Office space demand in England is registering 27.6%, a quarterly fall of 2.7%, while retail space demand is 23.5%, a quarterly reduction of 0.9%. Looking at office and retail space, Christofi highlighted that although demand is subdued, “an awful lot of thought is going into how to reimagine the way such spaces are used and how to bring vitality back to what was, not so long ago, a vital part of our nation’s ecosystem. For savvy investors and equally savvy developers, the opportunities presented by this evolution are immeasurable and it’s truly exciting to see what our relationship with retail and office space becomes.”
Buy-to-let landlords focus on commercial property
For buy-to-let landlords disillusioned by lacklustre returns and high taxes, new research from specialist lender Shawbrook, shows an enhanced interest in commercial property for those looking to diversify their investments away from residential assets.
Almost a fifth (19%) of landlords are contemplating commercial property investment, while over a third (35%) who already own commercial property within their portfolio are looking to expand their assets in this area. This comes at a time when the high street focus is on local independent shops, which Shawbrook says is emphasising ‘the importance of good commercial properties in towns and cities.’ Accordingly, those with larger property portfolios are more likely to have already entered the commercial sector as landlords seize the opportunity to support communities.

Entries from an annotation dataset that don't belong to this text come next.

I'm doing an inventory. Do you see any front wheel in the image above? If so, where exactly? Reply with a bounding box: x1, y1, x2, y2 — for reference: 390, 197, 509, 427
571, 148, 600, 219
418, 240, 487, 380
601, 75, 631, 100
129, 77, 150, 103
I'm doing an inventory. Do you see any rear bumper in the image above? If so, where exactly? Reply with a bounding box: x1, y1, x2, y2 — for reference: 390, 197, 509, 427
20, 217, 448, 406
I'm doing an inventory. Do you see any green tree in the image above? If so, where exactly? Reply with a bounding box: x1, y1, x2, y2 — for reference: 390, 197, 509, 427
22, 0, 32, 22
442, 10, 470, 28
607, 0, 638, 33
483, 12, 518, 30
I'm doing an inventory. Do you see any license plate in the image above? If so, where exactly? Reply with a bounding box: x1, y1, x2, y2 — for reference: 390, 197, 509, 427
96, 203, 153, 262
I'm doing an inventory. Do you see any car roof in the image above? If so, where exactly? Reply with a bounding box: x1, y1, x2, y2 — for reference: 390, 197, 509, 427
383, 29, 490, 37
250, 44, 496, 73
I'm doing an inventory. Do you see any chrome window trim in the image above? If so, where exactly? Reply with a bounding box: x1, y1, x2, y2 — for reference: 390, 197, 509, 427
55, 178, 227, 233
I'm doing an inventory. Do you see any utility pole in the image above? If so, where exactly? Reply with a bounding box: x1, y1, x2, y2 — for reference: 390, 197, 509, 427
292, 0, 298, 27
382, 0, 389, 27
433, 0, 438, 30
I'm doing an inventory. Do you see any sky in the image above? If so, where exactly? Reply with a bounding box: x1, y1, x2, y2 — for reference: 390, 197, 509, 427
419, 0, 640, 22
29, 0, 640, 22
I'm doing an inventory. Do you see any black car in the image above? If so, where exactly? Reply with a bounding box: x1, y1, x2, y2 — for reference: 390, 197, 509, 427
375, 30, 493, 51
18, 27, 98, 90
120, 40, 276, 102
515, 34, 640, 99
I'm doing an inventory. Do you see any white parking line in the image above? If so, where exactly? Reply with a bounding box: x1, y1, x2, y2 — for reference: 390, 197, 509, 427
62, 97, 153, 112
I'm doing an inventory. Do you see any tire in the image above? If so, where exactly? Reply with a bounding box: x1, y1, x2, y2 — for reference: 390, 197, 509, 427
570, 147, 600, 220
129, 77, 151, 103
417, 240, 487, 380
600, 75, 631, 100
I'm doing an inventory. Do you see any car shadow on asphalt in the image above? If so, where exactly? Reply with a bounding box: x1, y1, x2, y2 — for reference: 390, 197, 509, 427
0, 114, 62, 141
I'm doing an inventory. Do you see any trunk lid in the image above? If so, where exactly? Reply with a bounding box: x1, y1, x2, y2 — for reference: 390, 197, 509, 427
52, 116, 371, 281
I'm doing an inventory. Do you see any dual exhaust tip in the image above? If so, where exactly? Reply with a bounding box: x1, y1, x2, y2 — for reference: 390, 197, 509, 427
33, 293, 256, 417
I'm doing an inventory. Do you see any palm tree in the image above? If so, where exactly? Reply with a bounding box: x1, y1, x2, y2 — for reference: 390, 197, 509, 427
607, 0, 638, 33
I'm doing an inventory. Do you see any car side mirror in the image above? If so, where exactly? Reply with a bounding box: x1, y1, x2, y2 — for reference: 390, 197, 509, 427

Managing Director of Real Estate at Shawbrook, Emma Cox commented on the trend, “Fluctuating prices and high borrowing costs are hampering confidence in the residential property sector… The increase in workers returning to offices and the evolution of local high streets are two examples of areas where landlords will be seeking opportunities to invest, and those who already own commercial properties will be looking to add more.
She continued, “Landlords could become the unsung heroes of the high street, with many planning to support their local communities by injecting new life into commercial properties and retail units.”

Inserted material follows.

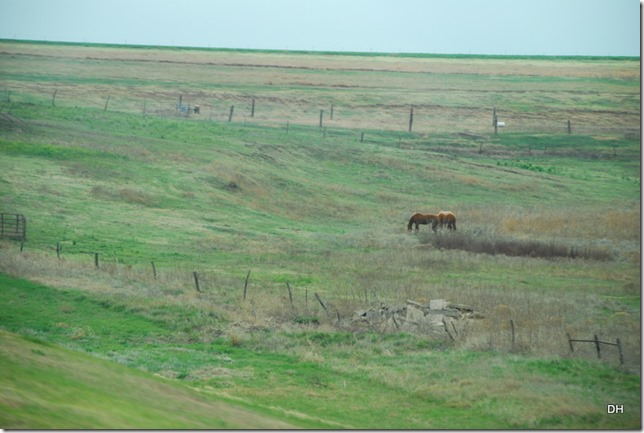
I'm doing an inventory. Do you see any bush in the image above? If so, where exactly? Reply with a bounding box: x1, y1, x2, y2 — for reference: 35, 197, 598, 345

Realistic pricing and growth prospects motivate investors
Savills most recent Market in Minutes, analysing the UK commercial property market, has outlined that although interest rates aren’t expected to start falling until the third quarter of 2024, ‘the fact that investors can now start to believe that the next move is downwards will be important for market pricing and activity over the next six months’.
Their investment sentiment survey highlighted that 80% of respondents plan to invest in UK commercial property during the next 12-month period, motivated by realistic pricing versus other markets and growth prospects.
Those sectors where potential purchases can appreciate the combination of yield strengthening and robust rental growth prospects will experience pricing recoveries first. Savills believe prime logistics and office space in the West End of London to ‘lead the recovery phase of this cycle.’
The most notable downward shift in sentiment was evident with Central Business District (CBD) office space. When surveyed in 2022, half of investors intended to deploy capital into that sector, with only 29% saying the same in the 2023 survey. Despite the challenges the office sector has faced, Savills anticipate change as, ‘it becomes more widely recognised how strong the prime office market actually is.’